KG – Beschluss, 4 Ws 28/12 vom 28.03.2012

Ein wichtiger Grund für die Auswechselung eines Pflichtverteidigers, insbesondere wegen Zerstörung des Vertrauensverhältnisses, liegt nicht allein darin, dass ein früherer Mitangeklagter von einem in der Bürogemeinschaft des Pflichtverteidigers tätigen Anwalt vertreten war und den Angeklagten in seinem eigenen Verfahren belastet hat, wenn nicht ein konkret erkennbarer Interessenwiderstreit des Pflichtverteidigers vorliegt. Grundsätzlich kann nicht einmal der Umstand, dass als Mittäter Beschuldigte durch Rechtsanwälte derselben Sozietät vertreten werden, ohne konkrete Anhaltspunkte, einen Interessenkonflikt begründen. Dies muss umso mehr für Mitglieder einer Anwaltsbürogemeinschaft gelten, bei der jeder Anwalt wirtschaftlich für sich alleine arbeitet.

OLG-DUESSELDORF – Beschluss, III-2 RVs 11/12 vom 27.02.2012

Leitsatz

StPO § 329 Abs. 1 Satz 1

EMRK Art. 6 Abs. 1, Abs. 3 lit. c

1.

Auch unter Berücksichtigung des Urteils des Europäischen Gerichtshofs für Menschenrechte vom 22. September 2009 (EGMR Nr. 13566/06, Pietiläinen gegen Finnland) steht allein die Anwesenheit eines verteidigungsbereiten Verteidigers der Anwendung des § 329 Abs. 1 Satz 1 StPO, wonach die Berufung des unentschuldigt ausgebliebenen Angeklagten ohne Verhandlung zur Sache zu verwerfen ist, nicht entgegen.

2.

Ob die in § 329 Abs. 1 Satz 1 StPO vorausgesetzte Vertretungsmöglichkeit, die sich auf Ausnahmefälle (§§ 234, 411 Abs. 2 StPO) beschränkt, in zulässiger Weise durch konventionsfreundliche Auslegung erweitert werden kann, bedarf mangels schriftlicher Vertretungsvollmacht des Verteidigers keiner Entscheidung.

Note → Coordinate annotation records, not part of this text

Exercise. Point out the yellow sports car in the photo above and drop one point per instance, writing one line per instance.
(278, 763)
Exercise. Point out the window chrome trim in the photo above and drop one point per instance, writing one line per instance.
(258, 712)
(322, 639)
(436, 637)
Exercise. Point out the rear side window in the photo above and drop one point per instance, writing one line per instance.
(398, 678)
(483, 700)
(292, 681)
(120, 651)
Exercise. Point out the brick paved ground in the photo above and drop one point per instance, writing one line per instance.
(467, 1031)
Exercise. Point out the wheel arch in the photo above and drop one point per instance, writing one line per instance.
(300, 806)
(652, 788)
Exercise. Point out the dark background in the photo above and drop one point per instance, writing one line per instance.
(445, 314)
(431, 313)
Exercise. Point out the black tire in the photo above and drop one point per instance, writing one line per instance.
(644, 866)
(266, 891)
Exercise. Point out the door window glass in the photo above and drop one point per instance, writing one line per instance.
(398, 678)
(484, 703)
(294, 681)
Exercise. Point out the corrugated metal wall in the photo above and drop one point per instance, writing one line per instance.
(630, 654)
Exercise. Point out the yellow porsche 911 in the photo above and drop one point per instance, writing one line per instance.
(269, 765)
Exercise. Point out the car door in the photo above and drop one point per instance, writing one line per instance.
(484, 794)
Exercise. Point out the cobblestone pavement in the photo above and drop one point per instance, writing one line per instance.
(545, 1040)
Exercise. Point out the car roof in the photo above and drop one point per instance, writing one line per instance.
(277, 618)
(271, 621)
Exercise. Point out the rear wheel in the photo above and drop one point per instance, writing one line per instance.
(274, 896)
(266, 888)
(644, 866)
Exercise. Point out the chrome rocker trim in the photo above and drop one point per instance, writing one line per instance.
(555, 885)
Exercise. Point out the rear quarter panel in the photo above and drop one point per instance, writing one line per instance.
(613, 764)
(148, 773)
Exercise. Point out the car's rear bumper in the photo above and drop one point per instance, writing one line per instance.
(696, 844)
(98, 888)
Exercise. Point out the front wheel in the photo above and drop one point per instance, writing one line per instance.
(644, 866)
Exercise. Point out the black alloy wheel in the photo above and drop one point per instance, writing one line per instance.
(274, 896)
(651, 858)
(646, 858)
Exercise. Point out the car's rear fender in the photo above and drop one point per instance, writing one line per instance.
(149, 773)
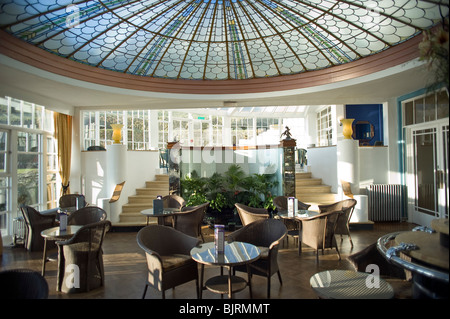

OLG Düsseldorf, 2. Strafsenat

Beschluss vom 27. Februar 2012, III-2 RVs 11/12

OLG-FRANKFURT-AM-MAIN – Beschluss, 20 VA 3/11 vom 24.01.2012

Das Verfahren nach §§ 23 ff. EGGVG gibt einem Bewerber keinen Anspruch auf eine Überprüfung sämtlicher in einem Jahr bei dem Zwangsverwaltungsgericht anhängiger Zwangsverwaltungsverfahren zum Zwecke der Feststellung, dass es rechtswidrig gewesen sei, ihn nicht zum Zwangsverwalter zu bestellen. Dies gilt auch dann, wenn der Bewerber zunächst nur die Feststellung hinsichtlich des Verfahrens mit dem ersten Aktenzeichen des Jahres und die anderen Verfahren jeweils nur hilfsweise zur Überprüfung stellt.

KG – Beschluss, 1 Ws 2/12 vom 18.01.2012

1. Nach dem Tod des Angeklagten ist der frühere Verteidiger aufgrund der ihm zu Lebzeiten des Angeklagten (auch) für das Kostenfestsetzungsverfahren erteilten Vertretungsvollmacht befugt, Kostenanträge zu stellen und damit im Zusammenhang stehende Rechtsmittel einzulegen. Hatte der Verteidiger im Zuge der Pflichtverteidigerbestellung das Wahlmandat niedergelegt, ist dadurch die Vertretungsvollmacht nicht erloschen.

2. Gebührenrechtlich handelt es sich auch bei mehreren Tatvorwürfen nur um eine Angelegenheit, wenn die Ermittlungen in einem (polizeilichen) Verfahren betrieben werden (hier: Polizeilicher Sammelvorgang mit den als Untervorgänge bezeichneten Strafanzeigen)

LG-BERLIN – Beschluss, 533 Qs 87/11 vom 05.12.2011

Auf den Umstand, dass es sich bei der Untersuchungshaft um eine so genannte Überhaft handelt, kommt es für die Frage nach der Vollstreckung nicht an.

OLG-CELLE – Beschluss, 1 Ws 415/11 vom 28.11.2011

Das Anfertigen von Ausdrucken dem Verteidiger im Rahmen der Akteneinsicht überlassener, auf CDs gespeicherter Textdateien ist jedenfalls bei einem weit überdurchschnittlichen Umfang (hier: 81.900 Telefongespräche auf 43.307 Seiten) zur sachgemäßen Bearbeitung der Rechtssache geboten.Ein Antrag auf Festsetzung solcher notwendiger Verteidigerauslagen kann nicht mit der Begründung, der Angeklagte werde durch zwei Verteidiger vertreten, die in einer Bürogemeinschaft verbunden sind, so dass die Dateien nur einmal hätten ausgedruckt werden müssen und unter den Verteidigern hätten ausgetauscht werden können, abgelehnt werden.Der Grundsatz der kostenschonenden Prozessführung kann es jedoch gebieten, durch entsprechende Einstellungen beim Ausdruck die Zahl der Seiten zu verringern.

OLG-HAMM – Beschluss, III-3 Ws 370/11 vom 24.11.2011

Die sitzungspolizeiliche Anordnung, (auch) den Verteidiger im Rahmen des Einlassverfahrens nach Waffen u.ä. zu durchsuchen, kann nicht mit der Beschwerde angefochten werden.